Tieta
- First edition
- Author: Jorge Amado
- Original title: Tieta do agreste
- Translator: Barbara Shelby
- Language: Portuguese
- Publisher: Distribuidora Record
- Publication date: 1977
- Publication place: Brazil
- Published in English: 1979
- ISBN: 0-380-75477-0

= Tieta =

1977 novel by Jorge Amado

Tieta (Portuguese: Tieta do Agreste, lit. "Tieta from Agreste") is a novel written by the Brazilian author Jorge Amado, published on August 17, 1977. Set in the 1970s, it narrates the return of Tieta to the remote village of Santana do Agreste, 26 years after being beaten and expelled by her father in front of all the town's people.

==Background==
Written mainly in Buraquinho Beach, Lauro de Freitas, close to Salvador, Brazil, and concluded in London in mid-1977, Tieta lives up to its full title: "Tieta the Goat Girl or The Return of The Prodigal Daughter, A Melodramatic Serial Novel in Five Sensational Episodes with a Touching Epilogue: Thrills and Suspense!" The book is one of the author's longest narratives and follows the story's protagonist through three decades.

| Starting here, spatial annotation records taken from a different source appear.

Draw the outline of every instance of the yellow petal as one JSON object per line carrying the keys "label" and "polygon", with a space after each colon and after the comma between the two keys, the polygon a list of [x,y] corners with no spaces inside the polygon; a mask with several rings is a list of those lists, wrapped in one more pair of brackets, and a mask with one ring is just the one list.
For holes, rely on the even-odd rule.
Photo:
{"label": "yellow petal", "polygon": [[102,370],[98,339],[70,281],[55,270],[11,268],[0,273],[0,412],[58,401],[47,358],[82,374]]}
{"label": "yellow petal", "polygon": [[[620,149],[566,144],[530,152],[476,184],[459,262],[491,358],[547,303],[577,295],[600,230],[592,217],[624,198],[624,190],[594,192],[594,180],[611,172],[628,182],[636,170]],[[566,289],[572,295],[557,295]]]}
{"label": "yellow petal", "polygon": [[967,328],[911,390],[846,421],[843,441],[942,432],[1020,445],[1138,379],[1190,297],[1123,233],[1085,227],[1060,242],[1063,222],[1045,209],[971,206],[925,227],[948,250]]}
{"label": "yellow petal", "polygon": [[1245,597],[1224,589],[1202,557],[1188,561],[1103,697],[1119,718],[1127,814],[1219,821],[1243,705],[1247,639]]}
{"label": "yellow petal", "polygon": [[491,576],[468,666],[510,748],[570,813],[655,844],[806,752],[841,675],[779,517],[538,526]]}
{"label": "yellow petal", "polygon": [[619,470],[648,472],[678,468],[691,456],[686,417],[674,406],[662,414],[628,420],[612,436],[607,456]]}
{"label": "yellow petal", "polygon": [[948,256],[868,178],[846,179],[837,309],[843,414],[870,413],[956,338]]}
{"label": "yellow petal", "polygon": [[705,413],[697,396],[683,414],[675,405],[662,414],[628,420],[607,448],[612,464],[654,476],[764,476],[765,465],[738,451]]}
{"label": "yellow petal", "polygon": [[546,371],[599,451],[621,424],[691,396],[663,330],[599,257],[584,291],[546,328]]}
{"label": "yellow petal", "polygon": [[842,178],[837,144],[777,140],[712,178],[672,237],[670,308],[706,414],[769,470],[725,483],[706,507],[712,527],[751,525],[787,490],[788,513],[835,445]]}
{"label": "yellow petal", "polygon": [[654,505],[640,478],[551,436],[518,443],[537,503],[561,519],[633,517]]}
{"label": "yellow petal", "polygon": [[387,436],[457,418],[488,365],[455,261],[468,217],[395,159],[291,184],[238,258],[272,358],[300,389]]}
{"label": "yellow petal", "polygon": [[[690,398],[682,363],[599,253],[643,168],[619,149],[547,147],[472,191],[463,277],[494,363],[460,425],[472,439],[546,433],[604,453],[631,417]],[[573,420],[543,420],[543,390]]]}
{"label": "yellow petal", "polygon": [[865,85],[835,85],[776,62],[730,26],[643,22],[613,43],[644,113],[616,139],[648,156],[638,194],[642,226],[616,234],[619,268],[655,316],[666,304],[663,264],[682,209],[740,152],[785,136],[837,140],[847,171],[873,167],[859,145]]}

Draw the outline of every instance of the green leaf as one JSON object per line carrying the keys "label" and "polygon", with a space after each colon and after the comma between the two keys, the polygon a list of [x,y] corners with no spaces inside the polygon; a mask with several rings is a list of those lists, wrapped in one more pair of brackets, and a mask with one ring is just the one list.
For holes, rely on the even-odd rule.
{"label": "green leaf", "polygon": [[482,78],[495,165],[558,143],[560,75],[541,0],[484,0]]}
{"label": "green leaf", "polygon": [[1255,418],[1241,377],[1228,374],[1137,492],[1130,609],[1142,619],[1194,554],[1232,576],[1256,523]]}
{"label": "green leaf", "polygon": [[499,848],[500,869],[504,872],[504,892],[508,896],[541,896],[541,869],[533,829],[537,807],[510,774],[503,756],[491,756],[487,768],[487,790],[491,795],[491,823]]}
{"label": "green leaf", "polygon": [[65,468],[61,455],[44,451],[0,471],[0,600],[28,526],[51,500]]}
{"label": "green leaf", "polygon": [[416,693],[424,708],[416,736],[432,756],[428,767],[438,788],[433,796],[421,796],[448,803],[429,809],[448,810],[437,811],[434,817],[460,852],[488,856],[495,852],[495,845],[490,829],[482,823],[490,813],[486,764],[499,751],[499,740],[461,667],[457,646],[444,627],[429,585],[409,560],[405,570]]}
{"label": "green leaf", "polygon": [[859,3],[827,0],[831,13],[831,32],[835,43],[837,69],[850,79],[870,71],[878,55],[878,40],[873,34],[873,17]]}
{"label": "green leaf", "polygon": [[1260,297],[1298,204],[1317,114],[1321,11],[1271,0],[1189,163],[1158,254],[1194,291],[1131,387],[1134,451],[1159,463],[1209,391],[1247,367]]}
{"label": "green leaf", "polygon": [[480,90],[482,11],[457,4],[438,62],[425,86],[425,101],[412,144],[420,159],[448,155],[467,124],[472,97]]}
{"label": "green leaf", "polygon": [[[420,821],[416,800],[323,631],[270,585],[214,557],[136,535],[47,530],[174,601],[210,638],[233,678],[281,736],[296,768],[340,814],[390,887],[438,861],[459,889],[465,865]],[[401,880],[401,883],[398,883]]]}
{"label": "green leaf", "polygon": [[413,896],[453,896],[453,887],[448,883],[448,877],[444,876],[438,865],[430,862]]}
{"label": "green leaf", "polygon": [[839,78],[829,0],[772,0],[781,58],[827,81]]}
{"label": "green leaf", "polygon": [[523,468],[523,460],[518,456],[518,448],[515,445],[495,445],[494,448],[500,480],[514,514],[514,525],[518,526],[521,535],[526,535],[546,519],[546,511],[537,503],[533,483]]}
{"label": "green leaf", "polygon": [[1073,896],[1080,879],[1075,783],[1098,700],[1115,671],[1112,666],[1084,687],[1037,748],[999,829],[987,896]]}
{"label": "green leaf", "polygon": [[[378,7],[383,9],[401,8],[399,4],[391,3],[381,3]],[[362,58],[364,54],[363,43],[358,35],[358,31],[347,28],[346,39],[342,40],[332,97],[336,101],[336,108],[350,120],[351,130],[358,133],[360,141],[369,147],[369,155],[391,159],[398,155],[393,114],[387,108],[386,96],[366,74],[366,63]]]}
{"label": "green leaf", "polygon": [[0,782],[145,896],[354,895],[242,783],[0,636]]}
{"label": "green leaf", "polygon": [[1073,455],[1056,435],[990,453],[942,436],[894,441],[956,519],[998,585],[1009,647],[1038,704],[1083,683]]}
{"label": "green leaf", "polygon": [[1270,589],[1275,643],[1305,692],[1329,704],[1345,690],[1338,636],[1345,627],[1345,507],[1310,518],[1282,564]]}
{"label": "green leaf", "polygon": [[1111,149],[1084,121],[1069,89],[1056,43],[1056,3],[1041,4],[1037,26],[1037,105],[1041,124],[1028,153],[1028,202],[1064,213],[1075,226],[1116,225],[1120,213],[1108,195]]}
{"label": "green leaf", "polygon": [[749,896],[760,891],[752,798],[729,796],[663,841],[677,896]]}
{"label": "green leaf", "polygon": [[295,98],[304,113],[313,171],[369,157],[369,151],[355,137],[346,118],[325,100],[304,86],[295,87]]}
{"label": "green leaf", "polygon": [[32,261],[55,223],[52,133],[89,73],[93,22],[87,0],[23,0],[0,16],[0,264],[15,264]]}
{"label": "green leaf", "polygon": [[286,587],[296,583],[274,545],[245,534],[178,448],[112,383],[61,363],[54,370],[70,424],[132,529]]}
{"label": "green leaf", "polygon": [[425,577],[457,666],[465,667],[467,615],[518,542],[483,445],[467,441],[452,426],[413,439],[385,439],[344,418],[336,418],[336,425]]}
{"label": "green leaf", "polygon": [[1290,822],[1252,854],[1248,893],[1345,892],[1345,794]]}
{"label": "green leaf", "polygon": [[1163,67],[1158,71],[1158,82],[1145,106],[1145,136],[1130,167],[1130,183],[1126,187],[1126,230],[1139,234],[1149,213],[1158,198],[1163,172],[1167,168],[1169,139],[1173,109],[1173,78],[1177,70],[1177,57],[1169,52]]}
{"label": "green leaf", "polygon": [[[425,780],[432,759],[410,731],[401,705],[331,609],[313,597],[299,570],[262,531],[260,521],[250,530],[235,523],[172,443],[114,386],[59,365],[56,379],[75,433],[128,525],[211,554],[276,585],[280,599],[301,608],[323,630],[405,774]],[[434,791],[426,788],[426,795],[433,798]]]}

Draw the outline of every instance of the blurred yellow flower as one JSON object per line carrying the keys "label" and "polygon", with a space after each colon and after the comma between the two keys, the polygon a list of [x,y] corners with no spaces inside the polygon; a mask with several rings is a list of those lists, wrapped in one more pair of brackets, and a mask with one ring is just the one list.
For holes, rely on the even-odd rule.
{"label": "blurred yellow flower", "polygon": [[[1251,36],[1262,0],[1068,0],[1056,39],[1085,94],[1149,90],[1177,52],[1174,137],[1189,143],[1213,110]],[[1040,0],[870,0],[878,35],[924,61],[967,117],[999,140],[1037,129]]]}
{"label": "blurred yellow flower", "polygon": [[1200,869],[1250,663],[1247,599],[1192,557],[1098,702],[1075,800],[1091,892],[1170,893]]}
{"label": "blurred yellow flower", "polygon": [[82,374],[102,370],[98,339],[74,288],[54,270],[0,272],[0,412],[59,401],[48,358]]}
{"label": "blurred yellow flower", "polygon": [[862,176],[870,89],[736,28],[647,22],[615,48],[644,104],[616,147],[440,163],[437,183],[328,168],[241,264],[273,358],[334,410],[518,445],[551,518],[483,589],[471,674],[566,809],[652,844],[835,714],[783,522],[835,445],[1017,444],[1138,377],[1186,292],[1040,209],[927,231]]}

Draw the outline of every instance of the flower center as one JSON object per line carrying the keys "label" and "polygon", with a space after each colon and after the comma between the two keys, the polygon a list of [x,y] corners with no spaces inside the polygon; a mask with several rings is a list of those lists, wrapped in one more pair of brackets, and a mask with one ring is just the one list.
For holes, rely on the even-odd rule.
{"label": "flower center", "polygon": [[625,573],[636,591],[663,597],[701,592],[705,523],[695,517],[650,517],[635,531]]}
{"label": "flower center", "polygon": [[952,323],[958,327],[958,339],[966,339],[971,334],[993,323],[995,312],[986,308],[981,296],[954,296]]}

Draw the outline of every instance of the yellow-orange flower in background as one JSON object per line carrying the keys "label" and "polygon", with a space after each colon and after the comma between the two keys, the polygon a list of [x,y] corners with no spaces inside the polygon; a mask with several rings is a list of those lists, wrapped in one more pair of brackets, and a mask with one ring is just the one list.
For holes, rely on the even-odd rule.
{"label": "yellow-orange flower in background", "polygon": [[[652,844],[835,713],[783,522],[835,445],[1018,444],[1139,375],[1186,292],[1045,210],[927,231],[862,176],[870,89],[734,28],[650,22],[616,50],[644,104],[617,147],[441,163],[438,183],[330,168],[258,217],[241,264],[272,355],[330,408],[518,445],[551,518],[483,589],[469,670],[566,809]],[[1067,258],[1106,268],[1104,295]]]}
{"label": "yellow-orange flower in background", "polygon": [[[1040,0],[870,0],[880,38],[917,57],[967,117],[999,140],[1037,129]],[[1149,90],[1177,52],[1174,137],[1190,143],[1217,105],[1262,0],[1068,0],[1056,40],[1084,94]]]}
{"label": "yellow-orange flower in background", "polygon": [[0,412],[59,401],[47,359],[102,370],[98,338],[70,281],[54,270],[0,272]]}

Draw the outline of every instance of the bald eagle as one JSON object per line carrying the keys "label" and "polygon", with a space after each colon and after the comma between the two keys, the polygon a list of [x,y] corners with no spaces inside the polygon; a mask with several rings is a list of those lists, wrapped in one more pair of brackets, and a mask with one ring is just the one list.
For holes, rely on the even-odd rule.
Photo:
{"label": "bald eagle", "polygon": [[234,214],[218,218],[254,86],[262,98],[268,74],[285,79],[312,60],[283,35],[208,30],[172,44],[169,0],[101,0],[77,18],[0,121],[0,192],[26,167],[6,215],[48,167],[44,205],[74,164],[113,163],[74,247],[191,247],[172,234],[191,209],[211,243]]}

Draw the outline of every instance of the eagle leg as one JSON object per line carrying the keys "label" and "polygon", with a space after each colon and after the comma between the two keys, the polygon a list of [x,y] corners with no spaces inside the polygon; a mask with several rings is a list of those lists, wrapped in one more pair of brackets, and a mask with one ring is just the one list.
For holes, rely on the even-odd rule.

In the work of Jorge Amado, the novel falls among those books that, in novelistic tone, chronicle the times and customs, without losing sight of social and political criticism. Published during the period of Brazil's military regime, the plot anticipates issues that would become central in the life of the country, such as concern for the environment and criticism of power relations guided by favoritism and corruption. With her impetuosity and questioning spirit, Tieta joined the gallery of the author's great female characters, alongside Gabriela, Dona Flor and Tereza Batista.

==Plot introduction==
Banished for promiscuity at the age of 17, Antonieta (Tieta) returns from São Paulo to her native village in the Agreste in Bahia twenty-six years later. Thinking she is now a rich, respectable widow, her family and the village welcome her with open arms. But she is forced to reveal her true identity, as the Madam of São Paulo's best brothel, in order to save Agreste's beaches from an ugly and polluting factory development by calling on assistance from her well-connected clients.

==In the media==
- In 1989, a television version was made with Betty Faria in the main role.
- In 1996, a film version was made with Sônia Braga in the role of Tieta.